My favorites were a beautiful board from Paul Joske, built from a paulownia tree that he planted the seed about 10 years ago and a Hot Curl replica, shaped by Old mate John Mantle, built from the beer vats of the old demolished Reschs Brewery in Sydney

Also had a few of my boards and art pieces on show.

Decided to take some boards that were a combination of timber work added to foam.

Great day, great event.

Alaia Blanks now in stock

Posted in: News, Wooden Surfboards & Alias by Richard Harvey on January 14, 2012 | No Comments

Now have a bunch of paulownia Alaia blanks. Australian first grade quality at 25mm thick, rough sawn, 2.1 mtrs long 48 cms wide. Can glue up with cedar stringers if required. Call for more info.

Timber Alaia

Posted in: Art, News, Surfboard, Wooden Surfboards & Alias by Richard Harvey on July 4, 2010 | No Comments

A reversible timber Alaia with removable timber fin, stained with a deep burgundy.

Due to the high / low rail design this board can be surfed upside down and back the front.

Remove the fin for the true Alaia slide.

6’9″ x 18″ Paulownia. On display at the studio at Miami.

Also have some Paulownia blanks available if you want to shape your own Alaia.

Fish Fry Interview

Posted in: Fish, News, Surfboard, Wooden Surfboards & Alias by Richard Harvey on June 24, 2010 | No Comments

Recently published clip on You Tube with an interview by Grant Newby at the Currumbin Fish Fry.

The easy way to find it is to Type in Richard Harvey Fish Fry in your You Tube search.



Balsa Rail Quad Fish

Posted in: News, Surfboard, Wooden Surfboards & Alias by Richard Harvey on May 27, 2010 | No Comments

The beginning and the end result of a beautiful soulful quad fish. 5’9″ x 20 1/2″ x 2 5/8″

Balsa rails, light concave vee and removable fin system.

First one sold after 3 days on the gallery floor. Next one same dimensions, different logos. Available in solid balsa with cedar stringers.

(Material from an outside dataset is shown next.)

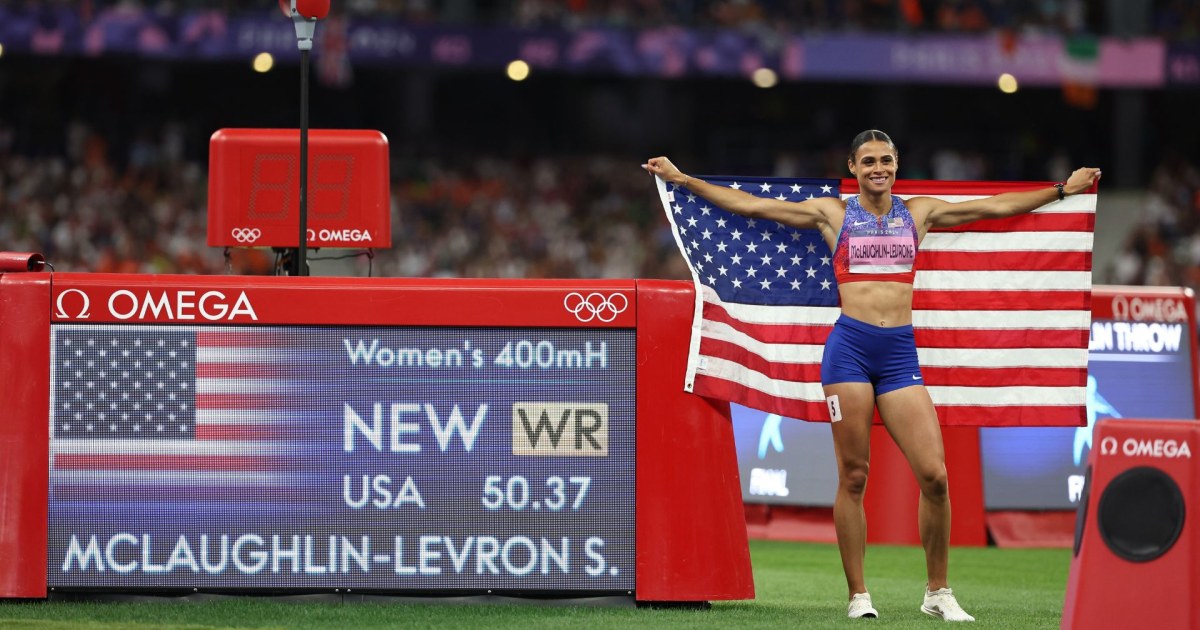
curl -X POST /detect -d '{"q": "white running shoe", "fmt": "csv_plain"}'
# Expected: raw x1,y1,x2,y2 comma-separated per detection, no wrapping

Timber Fish bottom completed and rails started

Posted in: News, Projects, Surfboard, Wooden Surfboards & Alias by Richard Harvey on March 28, 2010 | No Comments

A  friend in Sydney, Peter Janecek, recently bought a Grain timber surfboard kit, a 6′ Wherry fish. After opening the kit and discovering the complexity of building one, he has sent it up to me and over the next couple of months I will put it together. I’ll be taking progress photos all the way along, and will load them onto the website when I have something to show.

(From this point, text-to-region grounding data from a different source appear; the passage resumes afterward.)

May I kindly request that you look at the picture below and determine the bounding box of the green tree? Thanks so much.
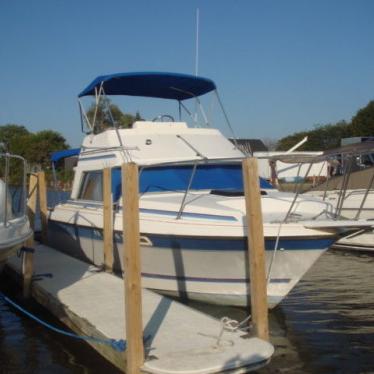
[0,124,30,155]
[0,124,69,172]
[27,130,69,170]
[85,97,141,132]
[0,125,68,183]
[351,100,374,136]
[276,130,309,151]
[277,121,353,151]
[277,100,374,152]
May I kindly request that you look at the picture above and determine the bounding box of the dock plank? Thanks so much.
[6,244,274,373]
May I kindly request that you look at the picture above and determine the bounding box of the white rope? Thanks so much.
[215,315,252,347]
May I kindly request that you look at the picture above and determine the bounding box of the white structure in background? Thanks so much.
[230,137,327,183]
[255,151,326,182]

The first step is to glue the keel and the cross pieces together. Ensuring the bottom of the pieces are straight and aligned. Even though the pieces are computer cut and small adjustments can be made without difficulty, care is needed, as a twist in the internal frame will be carried throughout the finished board. More pics as I progress.

Have now laminated all the bottom planks together. The first centre planks were done with clamps and timber cross pieces that stop the planks springing up.But the last two side pieces were done separately. For those trying it this way they will save the expense of clamps and it was help in place with good old masking tape. The technique is to tape the join lengthways on the side you want to be the outside of the deck. This will then fold down when moved over the edge of the bench, opening up the join for glueing but still keeping the plank in place. Once the glue is applied it is then taped back into place as per the photo. I think all the planks can be done this way.

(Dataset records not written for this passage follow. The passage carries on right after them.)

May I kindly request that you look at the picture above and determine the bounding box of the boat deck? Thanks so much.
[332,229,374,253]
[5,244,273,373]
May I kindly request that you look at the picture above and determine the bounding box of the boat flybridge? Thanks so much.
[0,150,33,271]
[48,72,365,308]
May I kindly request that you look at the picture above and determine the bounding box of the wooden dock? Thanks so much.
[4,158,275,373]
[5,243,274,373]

Takes more time but gets a cleaner result. Like the old saying “Cleanliness is next to Godliness”

Had a change of plan regarding the construction technique, originally, the kit said a rocker table was needed and a bunch of clamps, quite a lot of fussing around. I thought it could be put together with a much simpler method and no need for all those clamps, just some pins and a roll of masking tape. Using new narrower planks, 4 mm thick and glued individually as the wider slab of 6 mm thick timber wouldn’t bend, but the 4 mm thick done individually worked well. So here are some pics of the bottom deck being attached then the rails have been started. Also some fancy laser cut logo inserted into the centre stringer. Still a long way to go, but coming together without the need for all the extra gear.